Os maiores custos operacionais raramente estão onde a diretoria olha. Eles não aparecem em uma linha do resultado, não têm um responsável único e, quase sempre, foram normalizados pela rotina. São gargalos invisíveis — e costumam ser os mais caros.
Ao longo dos diagnósticos que conduzimos, três padrões se repetem com frequência incômoda.
1. As transições entre áreas
O trabalho raramente trava dentro de uma equipe. Ele trava na passagem de bastão: quando uma informação sai do comercial e chega ao financeiro, quando um pedido sai da loja e chega à distribuição. Nessas fronteiras se acumulam re-trabalho, espera e conferência duplicada.
Ninguém é dono da transição, então ninguém a mede. O custo real fica diluído entre duas áreas que, individualmente, parecem eficientes.
2. As planilhas paralelas
Toda operação madura tem um sistema oficial — e um conjunto de planilhas que fazem o sistema oficial funcionar. Essas planilhas paralelas são um sintoma, não uma causa: existem porque o fluxo formal não cobre um caso real.

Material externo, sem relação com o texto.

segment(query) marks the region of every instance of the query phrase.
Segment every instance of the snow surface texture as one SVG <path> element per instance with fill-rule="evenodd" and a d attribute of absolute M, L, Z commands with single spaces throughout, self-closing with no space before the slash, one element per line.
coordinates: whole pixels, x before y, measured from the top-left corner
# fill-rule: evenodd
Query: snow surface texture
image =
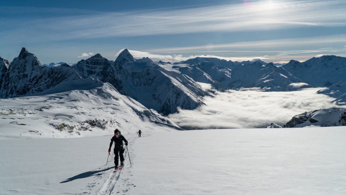
<path fill-rule="evenodd" d="M 0 194 L 346 193 L 343 127 L 143 132 L 116 173 L 111 135 L 2 140 Z"/>

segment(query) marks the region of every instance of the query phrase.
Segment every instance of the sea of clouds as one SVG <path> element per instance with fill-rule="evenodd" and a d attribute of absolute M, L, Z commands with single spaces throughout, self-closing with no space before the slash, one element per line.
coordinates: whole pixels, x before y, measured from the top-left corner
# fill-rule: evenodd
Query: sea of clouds
<path fill-rule="evenodd" d="M 265 128 L 273 122 L 282 126 L 293 116 L 306 112 L 346 108 L 332 103 L 334 98 L 317 94 L 321 89 L 216 91 L 215 97 L 204 97 L 205 105 L 192 110 L 180 109 L 169 117 L 186 130 Z"/>

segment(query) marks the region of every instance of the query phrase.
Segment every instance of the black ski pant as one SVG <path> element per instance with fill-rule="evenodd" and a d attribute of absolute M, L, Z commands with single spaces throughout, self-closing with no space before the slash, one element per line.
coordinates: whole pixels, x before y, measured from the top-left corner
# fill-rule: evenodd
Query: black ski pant
<path fill-rule="evenodd" d="M 122 145 L 118 147 L 114 148 L 114 154 L 115 157 L 114 157 L 114 164 L 116 166 L 118 166 L 119 164 L 119 157 L 120 157 L 120 161 L 122 162 L 125 160 L 124 159 L 124 152 L 125 151 L 125 149 L 122 147 Z"/>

Elas resolvem no curto prazo e cobram no longo. Concentram conhecimento em poucas pessoas, quebram silenciosamente e escondem o tamanho do problema que deveriam expor.
3. As aprovações que ninguém questiona
Muitas etapas de aprovação sobrevivem à razão que as criou. Foram instituídas para conter um risco específico, o risco mudou, e a etapa permaneceu. Cada uma parece barata isoladamente; somadas, viram dias de atraso no ciclo.
Como detectar em quatro semanas
Não é preciso um ano de consultoria para enxergar esses três padrões. Um diagnóstico estruturado de quatro semanas costuma bastar:
- Semana 1 — escuta. Conversas com quem opera, sem deck pronto. O objetivo é mapear o fluxo real, não o fluxo do organograma.
- Semana 2 — mensuração. Quantificar o custo das transições, das planilhas e das aprovações. Números, não impressões.
- Semana 3 — priorização. Ordenar por custo real e esforço de correção. Nem tudo que incomoda vale ser corrigido primeiro.
- Semana 4 — desenho inicial. Uma proposta de intervenção validada com quem convive com o problema.
O diagnóstico não entrega uma solução pronta. Entrega clareza sobre onde o dinheiro está vazando — e essa clareza, quase sempre, já muda a conversa na diretoria.
A transformação operacional começa aqui: não com uma tecnologia nova, mas com a decisão de olhar para os lugares que a rotina ensinou a ignorar.